JONESBORO, AR (KAIT) --This year's drought has been difficult for firefighters and farmers. But it's been a boon for the construction industry.
Yes it's been a dry and dusty summer. But for major construction projects, it's been a banner year. I stopped by 2 large construction sites here in Region 8 to see where they stand on their work.
"Been a dream summer for us. We wouldn't have gotten this far if the weather had been like it was last year."
Brian Chancellor's work crew is on the final leg of the dirt work for the new NEA Baptist Hospital and Clinic site. When working with dirt, rain can be costly.
"It can make or break you. If it rains it can slow your schedule down and wet weather is really something you want to avoid in this line of work."
Chancellor said they are scheduled to be finished by December First but he feels confident that they will be done before that.
The biggest problems they had with the lack of rain was..
Chancellor, "Problems with grass to stabilize some of the slopes and a lot of dust. But other than that, it's been perfect."
And how dry was it this summer? According to Staff Meteorologist Sarah Tipton, we had about 7 inches total rainfall in Jonesboro since May 1st.
Another big construction project that has moved rapidly during the drought is construction of the new Highway 226.
Brad Smithee is the District Construction Engineer for the State Highway Department.
"Where you're hauling earthwork building bridges, things like that. Dry days certainly benefit that work."
With very little rain it's been easy to get ditch work done. I was able to walk through a square drainage conduit which had about an inch coating of dry buckshot on the floor.

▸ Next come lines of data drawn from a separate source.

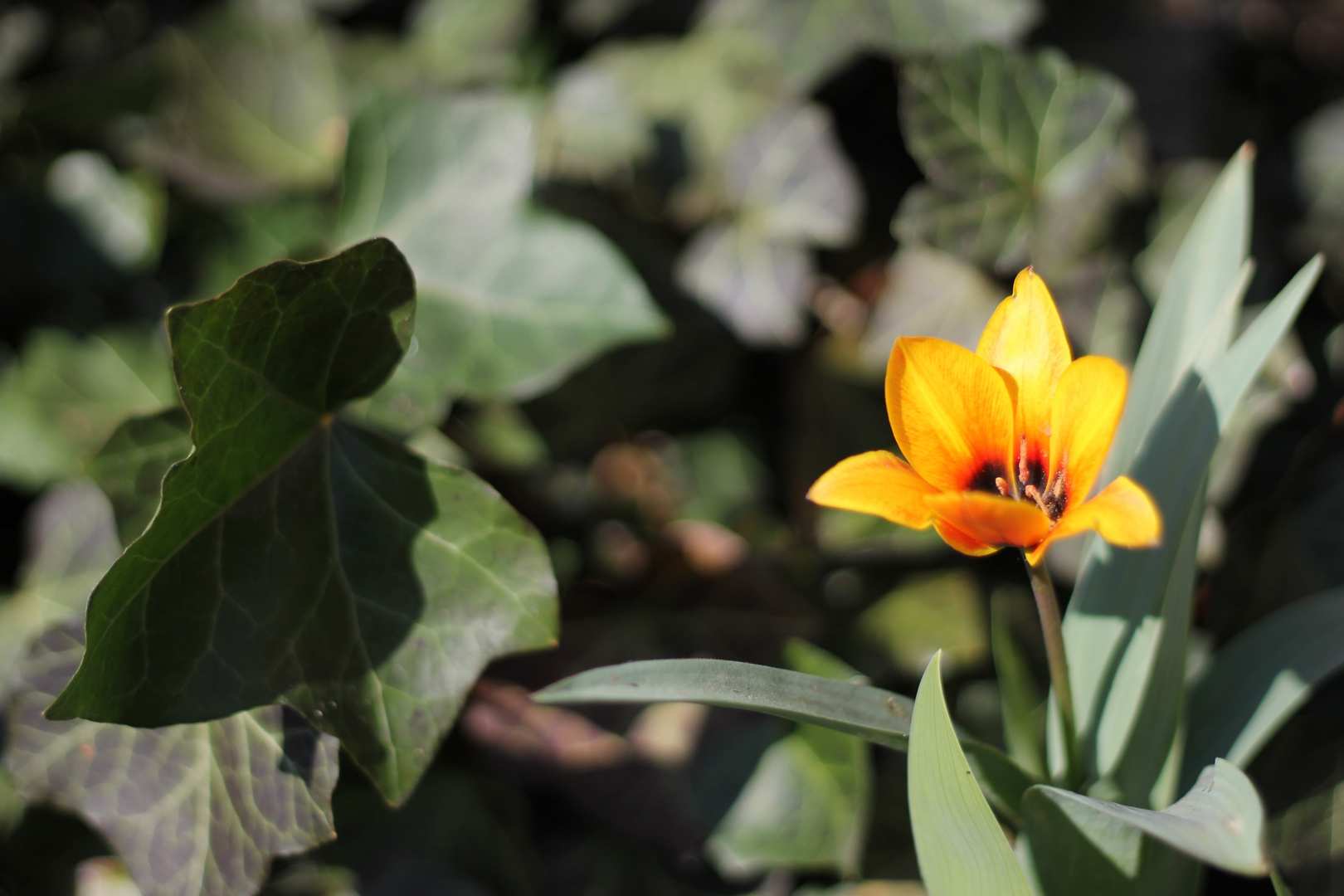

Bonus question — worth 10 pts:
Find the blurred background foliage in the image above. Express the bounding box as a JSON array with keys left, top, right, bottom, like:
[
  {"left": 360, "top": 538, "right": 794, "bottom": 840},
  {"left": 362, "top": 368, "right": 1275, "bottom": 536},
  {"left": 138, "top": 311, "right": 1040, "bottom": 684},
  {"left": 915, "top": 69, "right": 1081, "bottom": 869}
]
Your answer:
[{"left": 0, "top": 0, "right": 1344, "bottom": 896}]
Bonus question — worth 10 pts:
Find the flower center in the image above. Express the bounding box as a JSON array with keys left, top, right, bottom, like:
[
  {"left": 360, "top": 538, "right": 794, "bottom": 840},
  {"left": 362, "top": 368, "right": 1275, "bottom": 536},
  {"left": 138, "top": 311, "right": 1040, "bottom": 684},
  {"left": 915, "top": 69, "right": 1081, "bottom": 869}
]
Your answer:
[{"left": 995, "top": 436, "right": 1069, "bottom": 525}]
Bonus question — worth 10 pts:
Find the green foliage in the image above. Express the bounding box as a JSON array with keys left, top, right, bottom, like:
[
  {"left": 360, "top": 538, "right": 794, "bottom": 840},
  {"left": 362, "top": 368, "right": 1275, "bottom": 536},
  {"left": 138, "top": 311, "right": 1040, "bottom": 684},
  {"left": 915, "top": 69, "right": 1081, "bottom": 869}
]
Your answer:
[
  {"left": 1052, "top": 152, "right": 1320, "bottom": 805},
  {"left": 48, "top": 241, "right": 555, "bottom": 801},
  {"left": 908, "top": 655, "right": 1031, "bottom": 896},
  {"left": 0, "top": 481, "right": 119, "bottom": 689},
  {"left": 0, "top": 328, "right": 178, "bottom": 488},
  {"left": 340, "top": 97, "right": 667, "bottom": 431},
  {"left": 704, "top": 0, "right": 1040, "bottom": 93},
  {"left": 858, "top": 572, "right": 989, "bottom": 675},
  {"left": 132, "top": 0, "right": 347, "bottom": 200},
  {"left": 706, "top": 640, "right": 872, "bottom": 877},
  {"left": 4, "top": 623, "right": 338, "bottom": 896},
  {"left": 894, "top": 47, "right": 1141, "bottom": 274},
  {"left": 1181, "top": 590, "right": 1344, "bottom": 785}
]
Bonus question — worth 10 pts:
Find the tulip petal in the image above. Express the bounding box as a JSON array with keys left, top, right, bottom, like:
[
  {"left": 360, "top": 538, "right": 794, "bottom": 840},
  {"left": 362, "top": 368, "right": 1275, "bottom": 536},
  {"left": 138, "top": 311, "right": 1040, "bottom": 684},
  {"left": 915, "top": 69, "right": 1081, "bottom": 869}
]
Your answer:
[
  {"left": 808, "top": 451, "right": 938, "bottom": 529},
  {"left": 933, "top": 519, "right": 999, "bottom": 558},
  {"left": 976, "top": 267, "right": 1073, "bottom": 470},
  {"left": 1027, "top": 475, "right": 1162, "bottom": 566},
  {"left": 925, "top": 492, "right": 1049, "bottom": 548},
  {"left": 1045, "top": 354, "right": 1129, "bottom": 508},
  {"left": 887, "top": 337, "right": 1012, "bottom": 492}
]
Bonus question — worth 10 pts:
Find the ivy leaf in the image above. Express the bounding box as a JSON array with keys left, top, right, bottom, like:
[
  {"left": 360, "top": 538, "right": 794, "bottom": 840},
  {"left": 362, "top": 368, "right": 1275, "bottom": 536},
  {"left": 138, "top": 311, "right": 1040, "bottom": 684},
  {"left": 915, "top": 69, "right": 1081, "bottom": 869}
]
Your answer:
[
  {"left": 677, "top": 105, "right": 863, "bottom": 345},
  {"left": 341, "top": 95, "right": 667, "bottom": 431},
  {"left": 704, "top": 0, "right": 1040, "bottom": 93},
  {"left": 893, "top": 46, "right": 1142, "bottom": 274},
  {"left": 0, "top": 480, "right": 121, "bottom": 690},
  {"left": 85, "top": 407, "right": 191, "bottom": 548},
  {"left": 47, "top": 150, "right": 168, "bottom": 271},
  {"left": 48, "top": 239, "right": 555, "bottom": 802},
  {"left": 4, "top": 622, "right": 338, "bottom": 896},
  {"left": 0, "top": 329, "right": 178, "bottom": 489},
  {"left": 130, "top": 2, "right": 348, "bottom": 200}
]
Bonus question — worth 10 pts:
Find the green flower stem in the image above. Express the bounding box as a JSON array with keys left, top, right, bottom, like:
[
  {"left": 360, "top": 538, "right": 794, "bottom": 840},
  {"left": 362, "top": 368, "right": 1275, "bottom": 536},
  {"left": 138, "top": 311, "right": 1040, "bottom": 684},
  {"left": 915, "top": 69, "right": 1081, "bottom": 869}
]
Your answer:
[{"left": 1023, "top": 552, "right": 1083, "bottom": 788}]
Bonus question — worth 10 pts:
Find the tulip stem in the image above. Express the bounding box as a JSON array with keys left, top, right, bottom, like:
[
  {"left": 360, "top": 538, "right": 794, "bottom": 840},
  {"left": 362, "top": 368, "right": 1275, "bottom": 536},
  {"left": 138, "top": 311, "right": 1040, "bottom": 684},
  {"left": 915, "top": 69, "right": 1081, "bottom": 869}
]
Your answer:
[{"left": 1024, "top": 552, "right": 1083, "bottom": 787}]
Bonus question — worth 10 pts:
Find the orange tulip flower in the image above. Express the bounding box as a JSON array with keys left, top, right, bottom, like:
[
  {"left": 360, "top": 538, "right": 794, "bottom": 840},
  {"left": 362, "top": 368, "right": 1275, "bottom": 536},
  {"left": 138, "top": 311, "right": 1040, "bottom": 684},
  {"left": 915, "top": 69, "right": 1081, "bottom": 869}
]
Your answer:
[{"left": 808, "top": 267, "right": 1162, "bottom": 566}]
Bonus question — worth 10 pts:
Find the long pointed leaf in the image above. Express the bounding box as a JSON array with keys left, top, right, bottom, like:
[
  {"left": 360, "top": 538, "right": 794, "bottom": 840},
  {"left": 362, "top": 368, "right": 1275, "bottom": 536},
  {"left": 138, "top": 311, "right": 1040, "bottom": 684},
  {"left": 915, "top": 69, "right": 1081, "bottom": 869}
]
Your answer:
[
  {"left": 908, "top": 651, "right": 1031, "bottom": 896},
  {"left": 1027, "top": 759, "right": 1270, "bottom": 877},
  {"left": 1181, "top": 588, "right": 1344, "bottom": 786},
  {"left": 533, "top": 660, "right": 1040, "bottom": 818}
]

Smithee, "There were several cross drains, several reinforced concrete box culverts that were done. . And while the low areas are dry it makes construction much easier. Our contractors can certainly work under those wet conditions and we do all the time, but a year like this certainly accelerates that entire process."
The new highway bed has had it's initial paving done from the Cash river to the 67/226 intersection, all done during the summer heat which though beneficial to building took it's tole on personnel. Chancellor had one hospitalized at the hospital site. Heat was also hard on the highway workers.
Smithee, "Almost all of our contractors had at least something in the nature of heat exhaustion. Some of them were more severe." Smithee said they had several cases of sever heat related illnesses.
The Summer is over , the drought still lingers on but certainly leaving behind some good things as far as progress goes.